Paytm has started transitioning ‘@paytm’ handle users to these banks to ensure seamless UPI payments.
It is pertinent to note that following the Reserve Bank of India’s (RBI) clampdown on Paytm Payments Bank’s operations, which also stopped its UPI facility, Paytm tapped multiple banks to shift the nodal account of Paytm Payments Bank to these banks. This ensured seamless merchant transactions as earlier.
Paytm became the 25th TPAP licence holder, joining others including Google Pay, PhonePe, and CRED, after getting the nod last month.
The TPAP licence allowed Paytm to continue its UPI operations through the aforementioned PSP banks. These banks are members of UPI that allow the transaction on the TPAP licence holder’s platform.
In its latest exchange filing, Paytm said that by leveraging the robust infrastructure of its banking partners, Paytm would ensure uninterrupted and secure UPI payments for both users and merchants through its app.

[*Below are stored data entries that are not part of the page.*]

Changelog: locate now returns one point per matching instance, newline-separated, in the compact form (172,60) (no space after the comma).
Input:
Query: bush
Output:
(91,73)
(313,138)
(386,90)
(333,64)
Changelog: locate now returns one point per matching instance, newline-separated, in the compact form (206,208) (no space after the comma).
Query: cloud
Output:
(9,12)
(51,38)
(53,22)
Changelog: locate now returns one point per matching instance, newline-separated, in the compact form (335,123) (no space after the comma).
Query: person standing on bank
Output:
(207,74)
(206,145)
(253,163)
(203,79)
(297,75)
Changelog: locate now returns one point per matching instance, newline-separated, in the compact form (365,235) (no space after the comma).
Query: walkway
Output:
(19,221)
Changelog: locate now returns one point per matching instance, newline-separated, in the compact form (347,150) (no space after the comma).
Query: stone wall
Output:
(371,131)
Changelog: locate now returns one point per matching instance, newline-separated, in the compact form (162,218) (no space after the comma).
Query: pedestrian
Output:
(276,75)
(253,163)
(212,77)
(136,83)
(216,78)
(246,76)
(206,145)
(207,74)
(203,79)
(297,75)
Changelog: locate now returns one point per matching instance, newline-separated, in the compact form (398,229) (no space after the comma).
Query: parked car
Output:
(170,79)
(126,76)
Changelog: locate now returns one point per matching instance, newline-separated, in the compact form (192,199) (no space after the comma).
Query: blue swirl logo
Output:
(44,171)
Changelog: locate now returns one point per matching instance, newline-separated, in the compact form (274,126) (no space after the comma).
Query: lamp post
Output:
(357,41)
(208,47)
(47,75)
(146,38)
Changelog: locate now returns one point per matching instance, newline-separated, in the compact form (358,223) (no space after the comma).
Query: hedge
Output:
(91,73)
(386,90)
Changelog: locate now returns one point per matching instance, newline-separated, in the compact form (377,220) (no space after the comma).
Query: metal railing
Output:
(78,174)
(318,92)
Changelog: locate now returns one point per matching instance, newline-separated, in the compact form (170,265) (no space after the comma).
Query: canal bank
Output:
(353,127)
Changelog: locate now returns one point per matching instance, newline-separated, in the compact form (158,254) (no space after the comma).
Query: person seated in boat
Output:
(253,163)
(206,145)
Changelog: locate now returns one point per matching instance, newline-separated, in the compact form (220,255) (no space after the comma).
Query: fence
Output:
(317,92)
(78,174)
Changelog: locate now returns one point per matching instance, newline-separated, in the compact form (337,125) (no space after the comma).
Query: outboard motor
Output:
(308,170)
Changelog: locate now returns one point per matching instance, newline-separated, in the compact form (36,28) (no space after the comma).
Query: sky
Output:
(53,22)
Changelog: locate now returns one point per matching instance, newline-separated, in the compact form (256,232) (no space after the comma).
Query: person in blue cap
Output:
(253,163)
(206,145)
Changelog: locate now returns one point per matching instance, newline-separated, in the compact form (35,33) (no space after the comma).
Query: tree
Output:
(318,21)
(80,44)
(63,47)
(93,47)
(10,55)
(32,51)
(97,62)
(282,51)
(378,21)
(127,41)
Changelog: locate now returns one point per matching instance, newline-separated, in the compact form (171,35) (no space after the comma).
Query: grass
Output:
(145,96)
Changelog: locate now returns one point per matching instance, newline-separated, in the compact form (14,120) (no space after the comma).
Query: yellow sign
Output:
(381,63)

“We are committed to grow the UPI ecosystem in partnership with the NPCI to every nook and corner of India,” a Paytm spokesperson said.
Amid the fiasco since the end of January, Paytm’s UPI transactions have already taken some hit. In March, it processed around 1.2 Bn UPI transactions, a decline from 1.3 Bn transactions in February and 1.4 Bn in January.
Meanwhile, Paytm shares have lost almost 50% since the start of the payments bank trouble at the end of January. The stock closed the last trading session (on Tuesday) at INR 391.35 on the BSE.